Putting that extra bin bag next to your bin – there may be times you have an extra bag of rubbish that does not fit in your bin. If this is the case you should not leave it outside your property, whether that’s in the alleyway or next to your bin on collection day, if you do you could face a fine. Either take it back on to your property until your next collection day or take to either Lynnbottom or Afton Marsh Household and Waste Recycling Centres. View the opening times of our recycling centres.
Putting your old washing machine or scrap metal out – traditionally many people used to leave scrap metal, such as washing machines, old BBQs and old bikes out for the ‘scrap man’. You should never leave any waste like this either on your drive, or in the street for someone to remove. They may not be a registered waste carrier, and could take the bits they need and dump the rest. You can also contact the council to arrange a one-off bulky waste collection.

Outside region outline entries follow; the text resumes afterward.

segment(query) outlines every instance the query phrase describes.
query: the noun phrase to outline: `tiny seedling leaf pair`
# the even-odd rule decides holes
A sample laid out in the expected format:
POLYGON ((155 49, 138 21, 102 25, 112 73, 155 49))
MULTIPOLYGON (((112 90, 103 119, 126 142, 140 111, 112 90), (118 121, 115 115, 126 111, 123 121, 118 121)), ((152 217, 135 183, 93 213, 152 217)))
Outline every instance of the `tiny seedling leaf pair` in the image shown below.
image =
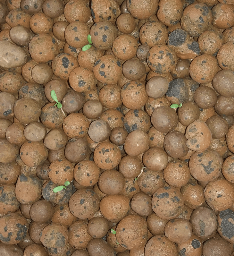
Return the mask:
POLYGON ((88 36, 87 37, 88 39, 88 42, 89 43, 88 44, 82 47, 82 51, 84 52, 85 51, 89 49, 89 48, 92 46, 92 41, 91 41, 91 36, 90 35, 88 35, 88 36))
POLYGON ((57 103, 56 103, 54 105, 54 107, 55 106, 56 106, 58 108, 61 108, 61 110, 64 114, 64 115, 66 115, 65 113, 64 113, 64 111, 63 110, 63 108, 62 108, 62 104, 60 102, 58 102, 58 98, 57 98, 57 96, 56 96, 56 94, 55 93, 55 92, 54 90, 52 90, 50 92, 50 95, 51 96, 52 98, 55 101, 57 102, 57 103))
POLYGON ((59 192, 65 188, 65 189, 67 189, 67 186, 70 185, 70 183, 69 181, 65 181, 64 183, 64 186, 59 186, 58 187, 56 187, 53 190, 53 191, 54 193, 56 193, 57 192, 59 192))
POLYGON ((178 104, 172 104, 170 106, 170 107, 171 108, 177 108, 177 107, 180 107, 182 106, 182 103, 181 103, 179 105, 178 104))

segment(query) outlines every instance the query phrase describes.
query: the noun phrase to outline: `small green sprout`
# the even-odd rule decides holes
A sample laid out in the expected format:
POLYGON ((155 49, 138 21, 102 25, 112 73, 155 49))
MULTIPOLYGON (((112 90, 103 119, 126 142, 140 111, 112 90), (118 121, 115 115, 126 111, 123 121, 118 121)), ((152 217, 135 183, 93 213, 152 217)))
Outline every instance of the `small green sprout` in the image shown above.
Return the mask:
POLYGON ((50 95, 51 96, 52 98, 55 101, 56 101, 57 102, 57 103, 56 103, 54 105, 54 106, 57 106, 57 107, 58 108, 61 108, 61 110, 62 111, 62 112, 63 113, 64 115, 66 115, 65 113, 64 113, 64 111, 63 110, 63 108, 62 108, 62 104, 60 102, 58 102, 58 98, 57 98, 57 96, 56 96, 56 94, 55 93, 55 92, 54 90, 52 90, 50 92, 50 95))
POLYGON ((57 192, 61 191, 63 189, 63 188, 66 189, 67 186, 68 186, 69 185, 70 185, 70 183, 69 181, 65 181, 64 183, 64 186, 59 186, 58 187, 56 187, 54 189, 53 191, 54 193, 56 193, 57 192))
POLYGON ((91 41, 91 36, 90 35, 88 35, 88 36, 87 37, 87 38, 88 39, 88 42, 89 43, 88 44, 86 45, 85 45, 84 46, 83 46, 82 47, 82 51, 83 52, 84 52, 85 51, 86 51, 92 46, 92 41, 91 41))
MULTIPOLYGON (((111 229, 111 233, 112 233, 114 235, 116 234, 116 231, 115 231, 113 229, 111 229)), ((117 241, 117 239, 116 240, 116 243, 117 244, 120 244, 118 243, 118 241, 117 241)))
POLYGON ((146 168, 146 167, 145 167, 144 166, 141 168, 141 171, 140 173, 138 175, 138 176, 136 177, 135 178, 135 179, 134 180, 134 181, 133 182, 135 182, 136 181, 137 181, 138 179, 138 178, 140 177, 140 176, 143 173, 143 171, 144 170, 144 169, 145 168, 146 168))
POLYGON ((171 108, 177 108, 177 107, 180 107, 182 106, 182 103, 180 103, 180 105, 178 104, 172 104, 170 106, 170 107, 171 107, 171 108))

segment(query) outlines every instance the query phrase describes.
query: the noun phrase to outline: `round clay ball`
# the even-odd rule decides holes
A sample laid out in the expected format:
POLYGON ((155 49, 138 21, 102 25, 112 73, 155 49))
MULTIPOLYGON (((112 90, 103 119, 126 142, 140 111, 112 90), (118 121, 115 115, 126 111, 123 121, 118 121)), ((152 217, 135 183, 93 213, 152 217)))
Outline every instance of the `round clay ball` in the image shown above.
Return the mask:
POLYGON ((214 139, 220 139, 225 136, 228 130, 228 123, 221 116, 211 116, 205 123, 210 130, 212 138, 214 139))
POLYGON ((165 226, 164 232, 167 238, 178 243, 187 241, 191 237, 193 229, 190 222, 186 219, 171 220, 165 226))
POLYGON ((146 94, 151 98, 160 98, 166 94, 168 90, 167 80, 162 76, 157 76, 149 79, 146 85, 146 94))
POLYGON ((142 157, 142 162, 146 167, 154 171, 162 171, 167 164, 168 156, 161 148, 155 147, 147 149, 142 157))
POLYGON ((96 142, 105 141, 111 135, 111 127, 105 121, 100 119, 91 123, 88 134, 90 139, 96 142))
POLYGON ((214 106, 217 95, 214 90, 208 86, 200 86, 194 92, 194 101, 199 107, 209 108, 214 106))
POLYGON ((187 139, 186 144, 189 149, 202 152, 209 147, 212 135, 205 123, 197 119, 188 126, 185 137, 187 139))
POLYGON ((210 181, 204 190, 205 201, 213 210, 223 211, 233 204, 234 189, 231 183, 224 179, 210 181))
POLYGON ((168 155, 179 158, 186 155, 188 148, 186 145, 185 136, 180 132, 172 131, 168 132, 164 138, 164 148, 168 155))
POLYGON ((190 178, 188 165, 179 160, 169 162, 163 169, 163 173, 166 182, 174 187, 184 186, 190 178))
POLYGON ((117 241, 123 247, 128 250, 144 246, 147 242, 147 233, 146 221, 136 215, 125 217, 118 223, 116 230, 117 241))
POLYGON ((193 101, 185 101, 178 109, 178 118, 180 122, 185 126, 188 126, 197 119, 199 119, 200 110, 198 106, 193 101))
POLYGON ((26 218, 14 212, 1 218, 0 223, 0 241, 7 244, 18 243, 25 237, 29 229, 26 218))
POLYGON ((159 188, 153 196, 153 210, 162 218, 171 219, 178 217, 183 205, 182 194, 173 187, 159 188))
POLYGON ((193 233, 204 240, 213 236, 217 228, 215 213, 208 207, 201 206, 195 209, 191 215, 190 222, 193 233))
POLYGON ((100 175, 98 186, 100 190, 108 195, 121 193, 124 183, 123 176, 115 170, 106 170, 100 175))
POLYGON ((208 182, 220 175, 223 160, 216 150, 207 149, 201 153, 194 152, 189 162, 189 171, 197 180, 208 182))
POLYGON ((32 204, 29 213, 33 220, 38 223, 43 223, 50 220, 54 212, 52 203, 42 199, 32 204))
POLYGON ((82 219, 92 216, 98 210, 99 205, 99 199, 95 192, 85 189, 76 191, 71 197, 68 204, 72 214, 82 219))
POLYGON ((175 128, 178 119, 176 112, 166 106, 156 108, 151 115, 151 122, 155 129, 161 132, 168 132, 175 128))
POLYGON ((67 242, 68 231, 61 224, 51 223, 42 230, 39 237, 45 247, 61 248, 67 242))
POLYGON ((106 235, 109 229, 109 222, 103 217, 95 217, 89 220, 87 229, 93 237, 101 238, 106 235))

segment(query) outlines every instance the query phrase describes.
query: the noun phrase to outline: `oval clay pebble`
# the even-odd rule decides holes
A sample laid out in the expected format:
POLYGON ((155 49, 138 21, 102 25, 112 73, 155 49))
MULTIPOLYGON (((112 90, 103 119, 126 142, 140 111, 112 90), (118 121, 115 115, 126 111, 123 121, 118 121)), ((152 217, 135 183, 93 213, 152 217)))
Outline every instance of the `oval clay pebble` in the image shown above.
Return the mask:
POLYGON ((96 193, 90 189, 81 189, 71 197, 68 206, 71 212, 80 219, 92 217, 99 209, 99 199, 96 193))
POLYGON ((0 218, 0 241, 8 244, 16 244, 25 237, 29 229, 25 218, 13 213, 0 218))
POLYGON ((177 256, 175 244, 163 235, 157 235, 148 241, 145 249, 145 256, 177 256), (160 252, 162 252, 161 253, 160 252))
POLYGON ((63 247, 67 242, 68 231, 61 224, 51 223, 44 227, 39 235, 40 240, 45 247, 63 247))
POLYGON ((138 215, 129 215, 118 224, 116 239, 126 249, 138 249, 146 244, 147 233, 147 223, 143 218, 138 215))
POLYGON ((202 152, 209 148, 212 134, 205 123, 197 119, 188 126, 185 137, 187 139, 186 145, 189 149, 202 152))
POLYGON ((152 199, 154 211, 161 218, 171 219, 178 217, 182 211, 182 194, 173 187, 164 187, 155 191, 152 199))
POLYGON ((173 243, 183 243, 190 237, 192 232, 191 224, 185 219, 173 219, 166 224, 164 230, 167 238, 173 243))

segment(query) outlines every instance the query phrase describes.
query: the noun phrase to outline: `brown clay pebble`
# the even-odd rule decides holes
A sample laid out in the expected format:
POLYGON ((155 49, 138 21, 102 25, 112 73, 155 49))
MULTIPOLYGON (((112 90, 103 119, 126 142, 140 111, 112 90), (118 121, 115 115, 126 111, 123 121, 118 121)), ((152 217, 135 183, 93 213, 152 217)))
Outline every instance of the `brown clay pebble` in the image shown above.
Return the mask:
POLYGON ((140 192, 134 195, 131 201, 131 208, 140 216, 149 216, 153 212, 151 197, 140 192))
POLYGON ((46 129, 41 123, 33 122, 26 125, 24 130, 24 135, 29 141, 42 141, 46 134, 46 129))
POLYGON ((165 235, 173 243, 184 243, 191 237, 192 232, 191 224, 185 219, 173 219, 166 224, 165 235))
POLYGON ((162 218, 171 219, 178 217, 183 205, 182 194, 173 187, 159 188, 153 196, 153 210, 162 218))
POLYGON ((179 160, 169 162, 163 169, 163 175, 166 182, 174 187, 184 186, 190 177, 187 164, 179 160))
POLYGON ((42 185, 42 181, 37 177, 20 175, 15 185, 16 198, 21 203, 32 204, 41 198, 42 185))
POLYGON ((112 50, 116 58, 126 61, 135 56, 137 47, 137 42, 133 37, 123 34, 119 36, 115 39, 113 42, 112 50))
POLYGON ((7 244, 18 243, 25 237, 29 229, 26 218, 14 212, 1 217, 0 223, 0 241, 7 244))
POLYGON ((222 174, 226 180, 232 183, 234 183, 234 159, 233 155, 230 156, 226 158, 222 166, 222 174))
POLYGON ((121 127, 115 127, 111 130, 110 135, 110 140, 117 146, 121 146, 128 133, 127 131, 121 127))
POLYGON ((54 207, 54 212, 51 218, 53 223, 62 224, 68 227, 77 219, 76 217, 71 213, 67 204, 57 205, 54 207))
POLYGON ((179 158, 186 155, 188 151, 186 142, 186 138, 183 133, 177 131, 172 131, 165 136, 164 148, 170 157, 179 158))
POLYGON ((190 238, 185 242, 177 243, 176 249, 179 254, 184 254, 186 256, 201 256, 202 255, 202 241, 192 234, 190 238))
POLYGON ((126 156, 119 165, 119 171, 125 178, 131 179, 137 177, 141 172, 142 164, 137 157, 126 156))
POLYGON ((188 182, 182 187, 180 192, 185 205, 191 209, 196 209, 205 202, 203 188, 197 184, 188 182))
POLYGON ((119 243, 126 249, 137 249, 146 244, 147 230, 147 222, 142 218, 138 215, 129 215, 118 224, 116 239, 119 243))
POLYGON ((105 121, 98 120, 91 123, 88 134, 90 139, 96 142, 105 141, 111 134, 111 127, 105 121))
POLYGON ((167 45, 155 45, 149 51, 147 63, 150 69, 156 73, 160 74, 168 73, 176 65, 176 54, 167 45))
POLYGON ((24 256, 47 256, 46 250, 39 244, 30 244, 24 251, 24 256))
POLYGON ((209 108, 214 106, 217 95, 214 90, 208 86, 200 86, 194 92, 194 101, 199 107, 209 108))
POLYGON ((193 212, 190 218, 194 234, 207 240, 214 236, 217 228, 217 218, 215 212, 208 207, 201 207, 193 212))
POLYGON ((118 146, 104 141, 95 149, 93 158, 95 163, 100 168, 111 169, 119 164, 121 153, 118 146))
POLYGON ((45 247, 61 248, 67 242, 68 231, 61 224, 51 223, 42 230, 39 237, 40 241, 45 247))
POLYGON ((152 124, 156 130, 161 132, 168 132, 173 130, 178 122, 176 112, 166 106, 157 107, 151 116, 152 124))
POLYGON ((101 238, 93 238, 88 244, 87 250, 90 256, 98 256, 102 252, 103 256, 114 256, 114 249, 105 241, 101 238))
POLYGON ((210 181, 204 190, 206 201, 214 210, 223 211, 233 204, 234 189, 231 183, 224 179, 210 181))
POLYGON ((145 256, 156 256, 157 255, 176 256, 177 253, 175 244, 164 235, 157 235, 148 241, 145 249, 145 256), (159 252, 160 254, 159 254, 159 252))
POLYGON ((208 182, 220 175, 223 160, 216 150, 207 149, 201 153, 194 152, 190 157, 189 171, 200 181, 208 182))
POLYGON ((129 155, 136 156, 148 149, 149 141, 147 133, 141 130, 135 130, 127 136, 124 142, 124 150, 129 155))
POLYGON ((129 198, 123 195, 108 195, 100 202, 100 211, 107 220, 116 223, 127 214, 130 209, 129 198))
POLYGON ((15 187, 13 184, 0 187, 0 213, 1 214, 14 212, 19 209, 20 203, 15 197, 15 187))
POLYGON ((154 76, 149 79, 146 85, 146 94, 151 98, 160 98, 166 94, 168 90, 167 79, 160 76, 154 76))
POLYGON ((47 222, 50 220, 54 212, 52 203, 43 199, 33 203, 30 208, 30 217, 38 223, 47 222))
POLYGON ((120 194, 123 188, 124 178, 119 172, 106 170, 102 173, 98 180, 100 190, 108 195, 120 194))
POLYGON ((148 99, 145 86, 139 81, 126 83, 122 88, 120 94, 123 104, 131 109, 140 108, 148 99))
POLYGON ((99 200, 95 192, 81 189, 71 197, 68 205, 71 212, 80 219, 91 217, 98 210, 99 200))
POLYGON ((27 141, 21 146, 20 154, 26 165, 30 167, 37 167, 47 158, 48 149, 41 141, 27 141))
POLYGON ((146 168, 152 171, 162 171, 167 164, 168 156, 162 149, 151 148, 144 153, 142 162, 146 168))
POLYGON ((86 220, 80 219, 69 227, 68 242, 75 249, 86 248, 89 242, 92 238, 88 233, 87 224, 88 221, 86 220))
POLYGON ((204 243, 202 252, 204 256, 212 256, 213 253, 217 256, 229 256, 231 250, 228 242, 221 238, 213 237, 204 243))
POLYGON ((178 109, 178 118, 182 124, 188 126, 199 119, 200 110, 198 106, 193 101, 185 101, 178 109))
POLYGON ((185 137, 187 139, 186 144, 188 148, 200 152, 209 148, 212 135, 205 123, 197 119, 188 126, 185 137))
POLYGON ((108 221, 103 217, 95 217, 89 220, 87 229, 94 238, 101 238, 106 235, 109 229, 108 221))
POLYGON ((153 195, 156 191, 163 187, 165 181, 161 171, 154 171, 145 169, 138 178, 141 191, 147 195, 153 195))

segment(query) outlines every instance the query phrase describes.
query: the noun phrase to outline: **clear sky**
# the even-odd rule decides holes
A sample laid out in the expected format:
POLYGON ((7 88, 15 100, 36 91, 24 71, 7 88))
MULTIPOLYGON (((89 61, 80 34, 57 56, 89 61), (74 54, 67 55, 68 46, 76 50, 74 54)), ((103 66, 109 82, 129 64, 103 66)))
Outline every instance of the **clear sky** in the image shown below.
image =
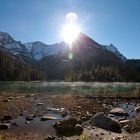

Leaving your unwanted items out so others can use them – sometimes the things we no longer need are in good condition, or could be restored by someone else, and it seems a shame to dispose of them. It is great if you can donate these items to your local charity shop or use the council’s ‘reduce, reuse, recycle’ scheme to donate to someone who could make use of it – but you shouldn’t leave out for others to take. To organise a free, please visit 'reuse' collection service.
Not checking where your waste is going – being a registered waste carrier means the person can legally remove your rubbish, but you still need to check that you know what is going to happen to your rubbish. Don’t be afraid to ask questions and ask for paperwork that shows where your waste is going. A legitimate waste carrier would not object to this questioning.
- Ask to see their waste carrier permit – this is issued by the Environment Agency.
- Ask for their waste carrier number and contact the Environment Agency directly on 03708 506 506 for a free instant waste carrier check.
- If it’s easier, check online at GOV.UK - Access the Environment Agency's public register of data.
- Ensure that you receive a transfer notice or receipt before your waste is taken away.
- Make a note of their vehicle registration and vehicle details if you can.